Methods: In ovalbumin (OVA)-sensitized asthmatic mice, we assessed pulmonary histopathology, inflammatory cell counts and Th2 cytokine levels (IL-4, IL-5, and IL-13) in bronchoalveolar lavage fluid (BALF), airway hyperresponsiveness (AHR), and airway epithelial Pyroptosis. To investigate the effects of PM2.5 on airway epithelial cells, BEAS-2B cells were exposed to PM2.5. Cell viability was evaluated using the CCK-8 assay, while pyroptosis-related protein levels and inflammatory cytokine release were analyzed by Western blot and ELISA, respectively. Additionally, transmission electron microscopy (TEM) was employed to examine PM2.5-induced ultrastructural changes in BEAS-2B cells. To further elucidate the underlying mechanism, we administered the NLRP3 Inhibitor MCC950 and the Caspase-1 inhibitor Ac-YVAD-cmk to verify the involvement of NLRP3 inflammasome activation and Pyroptosis in PM2.5-exposed asthmatic mice.

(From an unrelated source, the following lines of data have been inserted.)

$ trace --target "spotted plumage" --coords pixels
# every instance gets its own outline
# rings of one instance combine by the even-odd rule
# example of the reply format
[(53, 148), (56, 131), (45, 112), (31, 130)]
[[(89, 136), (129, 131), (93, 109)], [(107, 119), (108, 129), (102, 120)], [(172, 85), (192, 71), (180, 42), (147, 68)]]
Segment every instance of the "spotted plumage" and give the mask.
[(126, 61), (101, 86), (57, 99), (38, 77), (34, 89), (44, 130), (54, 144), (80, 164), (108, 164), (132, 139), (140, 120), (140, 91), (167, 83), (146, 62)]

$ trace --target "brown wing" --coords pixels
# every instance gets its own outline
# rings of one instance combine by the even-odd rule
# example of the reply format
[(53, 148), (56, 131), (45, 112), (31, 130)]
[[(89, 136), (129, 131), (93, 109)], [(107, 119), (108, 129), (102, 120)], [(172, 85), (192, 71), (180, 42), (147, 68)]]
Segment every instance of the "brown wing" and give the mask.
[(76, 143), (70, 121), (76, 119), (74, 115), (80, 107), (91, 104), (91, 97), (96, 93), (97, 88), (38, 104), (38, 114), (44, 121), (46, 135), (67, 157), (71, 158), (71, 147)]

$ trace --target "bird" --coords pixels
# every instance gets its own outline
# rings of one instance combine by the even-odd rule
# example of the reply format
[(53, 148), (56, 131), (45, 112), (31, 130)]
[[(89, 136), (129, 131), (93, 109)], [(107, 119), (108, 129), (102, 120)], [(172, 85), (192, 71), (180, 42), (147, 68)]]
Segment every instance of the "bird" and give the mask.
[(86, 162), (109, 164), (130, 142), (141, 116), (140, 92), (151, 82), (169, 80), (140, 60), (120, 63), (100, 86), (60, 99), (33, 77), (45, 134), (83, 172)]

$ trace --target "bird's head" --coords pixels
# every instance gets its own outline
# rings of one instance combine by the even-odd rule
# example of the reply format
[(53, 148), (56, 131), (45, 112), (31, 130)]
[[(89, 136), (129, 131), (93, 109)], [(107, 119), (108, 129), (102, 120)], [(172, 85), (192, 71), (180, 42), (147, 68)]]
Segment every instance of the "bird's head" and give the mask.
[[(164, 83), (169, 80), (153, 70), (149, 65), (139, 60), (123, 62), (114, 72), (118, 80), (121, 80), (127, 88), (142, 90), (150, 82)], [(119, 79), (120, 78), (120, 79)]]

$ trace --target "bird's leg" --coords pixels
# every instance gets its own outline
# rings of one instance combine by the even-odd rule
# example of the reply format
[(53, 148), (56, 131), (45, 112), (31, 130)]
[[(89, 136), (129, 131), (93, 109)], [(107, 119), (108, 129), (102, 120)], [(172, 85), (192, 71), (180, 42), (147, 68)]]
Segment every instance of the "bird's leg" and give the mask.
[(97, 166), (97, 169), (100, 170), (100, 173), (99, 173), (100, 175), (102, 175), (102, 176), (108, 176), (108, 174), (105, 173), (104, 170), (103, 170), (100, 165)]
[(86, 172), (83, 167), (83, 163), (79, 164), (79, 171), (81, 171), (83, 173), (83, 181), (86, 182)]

Results: PM2.5 exposure significantly aggravated airway inflammation in asthmatic mice, as demonstrated by elevated histopathological inflammatory scores in lung tissues and increased pro-inflammatory cytokine levels in BALF. Furthermore, PM2.5 upregulated the abundance of pyroptosis-related markers, namely NLRP3, Caspase-1, GSDMD, and IL-1β, in the lung tissues of asthmatic mice. In BEAS-2B cells, PM2.5 exposure led to a dose-dependent reduction in cell viability and promoted the activation of NLRP3 inflammasome, subsequently leading to Caspase-1-mediated GSDMD cleavage and IL-1β secretion. TEM further confirmed Pyroptosis, revealing characteristic morphological alterations such as cytoplasmic vacuolation, mitochondrial swelling, and plasma membrane pore formation in BEAS-2B cells exposed to PM2.5. Critically, inhibition of NLRP3 (MCC950) or Caspase-1 (Ac-YVAD-cmk) markedly attenuated PM2.5-induced Pyroptosis and ameliorated airway inflammation in asthmatic mice, underscoring the pivotal role of the NLRP3/Caspase-1/GSDMD axis in this pathogenic process.

Conclusion: Our findings demonstrate that PM2.5 exposure induces airway epithelial Pyroptosis through NLRP3 inflammasome activation, thereby exacerbating airway inflammation in asthmatic mice.

Airway epithelial cells; Airway inflammation; Asthma; PM2.5; Pyroptosis.